The End of the World (As We Know It): On Trauma, Collapse, and the Possibility of Otherwise

The End as Invitation

What if the world as we know it isn’t just ending—but needs to end?

Denise Ferreira da Silva challenges us to rethink the very foundations of modern thought, arguing that the structures we have been taught to see as natural, as inevitable, are in fact violent impositions. She reminds us that racial capitalism, coloniality, and the carceral state do not merely create crises; they are the crisis. And if this world—the one built on extraction, domination, and the policing of difference—has to be sustained through violence, why are we so afraid of its end?

Rather than seeing collapse as catastrophe, Ferreira da Silva invites us to imagine it as an opening. An end, yes—but also an otherwise.

Trauma, World-Making, and the Limits of Repair

For those of us working at the intersections of trauma, social justice, and education, this is a provocative shift. Trauma is often framed as something to be overcome, healed, or integrated into an ongoing story of survival. The language of “resilience” dominates much of the discourse—urging individuals and communities to recover, to adapt, to endure.

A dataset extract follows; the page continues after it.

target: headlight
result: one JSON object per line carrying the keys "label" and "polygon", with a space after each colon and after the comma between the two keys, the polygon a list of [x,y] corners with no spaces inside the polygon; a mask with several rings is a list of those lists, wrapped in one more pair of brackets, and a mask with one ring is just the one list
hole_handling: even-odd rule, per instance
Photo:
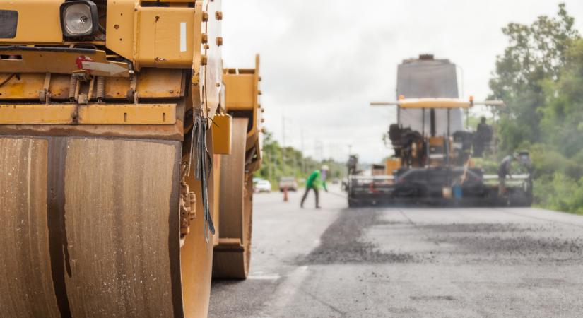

But what if we stopped asking people to endure the unendurable? What if trauma isn’t just a personal affliction but an embodied archive of the end of worlds—colonialism, displacement, forced assimilation, gendered violence? And what if, instead of helping people “return” to something, we asked what could be created beyond the systems that caused the harm in the first place?

Ferreira da Silva’s work aligns with Indigenous, Black feminist, and decolonial thinkers who remind us that healing is not about returning to “normal” when normal has always been structured by violence. Instead, she proposes something more radical: moving beyond the very frameworks that produced the conditions for harm.

Rethinking Ethics, Rethinking Knowledge

At the core of Ferreira da Silva’s work is the rejection of separability—the idea that the world consists of discrete, independent entities bound together by relations of power and measurement. Modern thought, rooted in European philosophy, has long insisted on the primacy of the self-contained subject—the one who observes, who defines, who dominates. This is the logic that structures nation-states, border regimes, prisons, and the human rights frameworks that ultimately serve to regulate rather than liberate.

To rethink the end of the world as we know it is to reject this logic entirely. It means recognizing that being is entangled rather than ordered, that ethics must be relational rather than juridical, and that knowledge must be generated through poethics rather than power.

In other words: the world does not need fixing. It needs unmaking.

An Invitation

This is not an easy shift. To release the idea of repair—to stop holding onto the world we know, even when it harms us—requires a different kind of courage. It requires a willingness to step outside of familiar narratives of progress, resilience, and survival, and to instead ask: What else is possible?

So I invite you to sit with this discomfort. To consider what it might mean to stop enduring this world and start unmaking it.

What would it take to stop repairing and start imagining? What practices—political, spiritual, embodied—might support us in thinking and being beyond this world’s limits?

I’d love to hear your thoughts.

Let’s think together. Let’s unmake, together.

References

  • Ferreira da Silva, D. (2014). Toward a Black Feminist Poethics: The Quest(ion) of Blackness Toward the End of the World. The Black Scholar, 44(2), 81–97.

  • Ferreira da Silva, D. (2016). On Difference Without Separability. e-flux, 26.

  • Ferreira da Silva, D. (2021). Unpayable Debt. MIT Press.

  • Guenther, L. (2022). Abolish the World as We Know It: Notes for a Praxis of Phenomenology Beyond Critique. Puncta, 5(2).

  • Viveiros de Castro, E., & Danowski, D. (2014). Is There Any World to Come? Polity Press.